At the heart of the issue is that MCSuperRegIterator does not exhaust all registers in the underlying container.
For example if starting with %CL it will encounter %CL, %CX, %ECX and %RCX, but not %CH. This isn't a direct problem,
but it leads to some subtle differences in the various register properties maintained by this optimization,
where %CH stands out as different.

In the case of pr27681, all %RCX subregs other than %CH get conservatively added to the KeepRegs set when we see
a %CL def tied to a use in PreScanInstruction. When we later see an %ECX def in ScanInstruction's def processing,
we skip state updates because of the %ECX presence in KeepRegs. This leaves %CH in an incorrect "free" state.

My fix is to ensure %CH gets added to KeepRegs as well, and to avoid choosing a KeepRegs register
when looking for a free register.

Any use of MCSuperRegIterator or MCRegAliasIterator is prone to this subtle issue.

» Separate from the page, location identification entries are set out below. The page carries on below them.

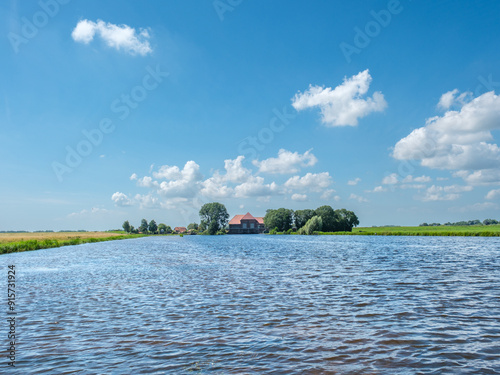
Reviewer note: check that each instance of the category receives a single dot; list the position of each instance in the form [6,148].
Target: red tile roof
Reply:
[248,216]
[237,219]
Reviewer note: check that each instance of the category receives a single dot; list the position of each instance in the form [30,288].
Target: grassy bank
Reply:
[17,242]
[442,230]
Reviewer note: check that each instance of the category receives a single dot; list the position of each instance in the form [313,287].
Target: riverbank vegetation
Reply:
[26,241]
[307,221]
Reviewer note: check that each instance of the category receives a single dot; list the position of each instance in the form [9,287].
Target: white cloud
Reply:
[148,201]
[358,198]
[92,211]
[377,189]
[121,199]
[286,162]
[180,183]
[312,181]
[354,182]
[255,187]
[327,194]
[476,207]
[343,105]
[452,98]
[444,193]
[493,194]
[410,178]
[120,37]
[299,197]
[235,172]
[459,140]
[214,187]
[390,180]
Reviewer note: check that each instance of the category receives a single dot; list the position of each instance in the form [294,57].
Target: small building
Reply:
[246,224]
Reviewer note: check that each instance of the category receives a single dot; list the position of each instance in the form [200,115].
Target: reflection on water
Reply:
[261,304]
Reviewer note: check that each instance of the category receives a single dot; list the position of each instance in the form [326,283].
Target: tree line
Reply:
[214,220]
[147,228]
[308,221]
[463,223]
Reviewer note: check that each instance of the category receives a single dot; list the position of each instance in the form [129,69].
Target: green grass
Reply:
[19,246]
[469,231]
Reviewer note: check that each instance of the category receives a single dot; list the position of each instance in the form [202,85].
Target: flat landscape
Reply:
[442,230]
[59,236]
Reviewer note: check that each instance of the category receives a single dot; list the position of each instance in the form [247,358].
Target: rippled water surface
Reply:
[260,305]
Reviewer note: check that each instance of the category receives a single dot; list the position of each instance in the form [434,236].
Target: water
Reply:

I briefly looked at the other
uses in this optimization, and it was not clear if they could be problematic, so I chose not to touch them.

Diff Detail

Repository
rL LLVM

Event Timeline

mbodart updated this revision to Diff 57878.May 19 2016, 4:52 PM
mbodart retitled this revision from to [CodeGen] Fix problem with X86 byte registers in CriticalAntiDepBreaker.
mbodart updated this object.
mbodart added reviewers: qcolombet, hfinkel.
mbodart added a subscriber: llvm-commits.
spatel added a subscriber: spatel.May 19 2016, 5:32 PM
MatzeB edited edge metadata.May 20 2016, 8:29 PM

I don't understand the nature of the bug with the explanation given here (and I don't know much about this pass). Why do you need this double loop, would iterating over the register alias work as well? The double loop here also seems to requires quadratic runtime in the depth of the sub/super register graph.

Based on the comment in the source it is not clear to me why we have to include alias registers into the KeepRegs set that are not touched by the instruction.

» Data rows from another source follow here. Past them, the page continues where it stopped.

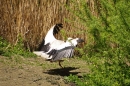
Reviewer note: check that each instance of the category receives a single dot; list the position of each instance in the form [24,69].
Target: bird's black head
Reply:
[57,28]
[79,40]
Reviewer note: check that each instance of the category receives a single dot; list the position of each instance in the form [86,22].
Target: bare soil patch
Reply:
[19,71]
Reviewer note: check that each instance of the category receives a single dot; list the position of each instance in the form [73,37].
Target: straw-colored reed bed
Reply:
[31,19]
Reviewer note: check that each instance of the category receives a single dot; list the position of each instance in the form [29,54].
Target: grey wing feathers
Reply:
[58,54]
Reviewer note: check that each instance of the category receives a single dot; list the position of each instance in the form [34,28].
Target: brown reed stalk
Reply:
[32,19]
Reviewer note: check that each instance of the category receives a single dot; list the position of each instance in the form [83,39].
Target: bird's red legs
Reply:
[60,63]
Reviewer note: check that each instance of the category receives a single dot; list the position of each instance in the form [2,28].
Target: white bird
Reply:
[50,42]
[54,50]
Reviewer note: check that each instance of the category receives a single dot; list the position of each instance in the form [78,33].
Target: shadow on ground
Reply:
[62,71]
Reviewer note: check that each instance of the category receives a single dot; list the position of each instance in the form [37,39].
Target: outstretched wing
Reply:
[59,54]
[45,45]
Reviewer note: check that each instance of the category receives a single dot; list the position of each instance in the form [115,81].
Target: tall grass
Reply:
[108,44]
[32,20]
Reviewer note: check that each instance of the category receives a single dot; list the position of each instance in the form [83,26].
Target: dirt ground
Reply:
[19,71]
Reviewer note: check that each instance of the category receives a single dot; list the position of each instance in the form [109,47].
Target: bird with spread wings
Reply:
[53,49]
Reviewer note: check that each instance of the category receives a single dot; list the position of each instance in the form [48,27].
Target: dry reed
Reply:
[32,19]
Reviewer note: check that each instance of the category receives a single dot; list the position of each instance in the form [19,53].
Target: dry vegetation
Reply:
[32,20]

I was also not familiar with this code, until diving in to fix pr27681.

KeepRegs was introduced in r83198 of PostRAScheduler.cpp back in 2009,
and the tied operand checks existed before then. In r212275 of
CriticalAntiDepBreaker.cpp (July 2014), and possibly other change
sets along the way, the use of KeepRegs and tied operands was tweaked
to fix pr20020.

From what I can surmise, the original intent of KeepRegs was to mark
registers as "hands off", when looking for a candidate anti-dependent
register def. So this change is muddying the water a little bit,
as I'm now also using it to say "hands off" when choosing a replacement
register. However, I did not see any other obvious solution.
Setting Classes[Reg] to -1 is another way to say "hands off"
for the purposes of choosing a replacement reg, but it's not clear
how that can be made to work in the current structure for this case.

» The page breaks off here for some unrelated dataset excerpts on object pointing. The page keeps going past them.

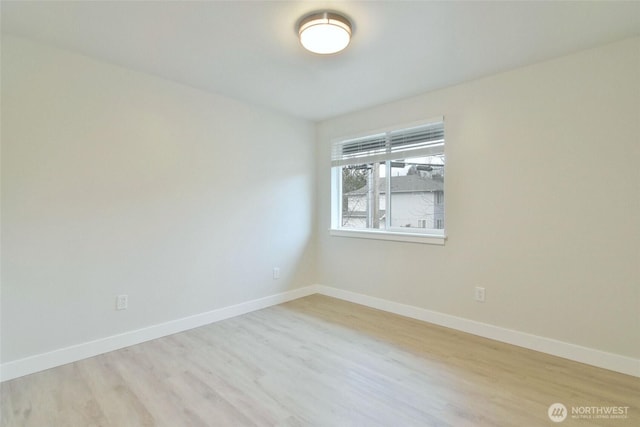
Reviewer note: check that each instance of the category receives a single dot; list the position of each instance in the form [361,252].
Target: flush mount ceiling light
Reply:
[324,32]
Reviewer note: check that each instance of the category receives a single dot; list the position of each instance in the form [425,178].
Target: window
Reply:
[390,183]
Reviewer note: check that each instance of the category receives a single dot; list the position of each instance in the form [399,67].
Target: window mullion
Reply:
[387,199]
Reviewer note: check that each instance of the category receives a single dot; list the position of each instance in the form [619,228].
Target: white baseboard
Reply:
[590,356]
[40,362]
[81,351]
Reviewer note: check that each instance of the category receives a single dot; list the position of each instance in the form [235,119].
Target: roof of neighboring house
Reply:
[405,184]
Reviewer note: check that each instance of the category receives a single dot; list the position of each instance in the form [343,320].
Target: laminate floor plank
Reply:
[317,361]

There is an assumption in ScanInstruction that if a def'd Reg is in KeepRegs,
or is tied to a use, then we do not need to update the liveness info
(Def/KillIndices, KeepRegs, Classes, RegRefs) for it or any of its subregs,
nor set Classes to -1 for any of its superregs.

In the case of pr27681, this means those datastructures are not updated
for %CH when we see a def of %ECX, and ultimately %CH is incorrectly treated
as a suitable replacement register in findSuitableFreeRegister.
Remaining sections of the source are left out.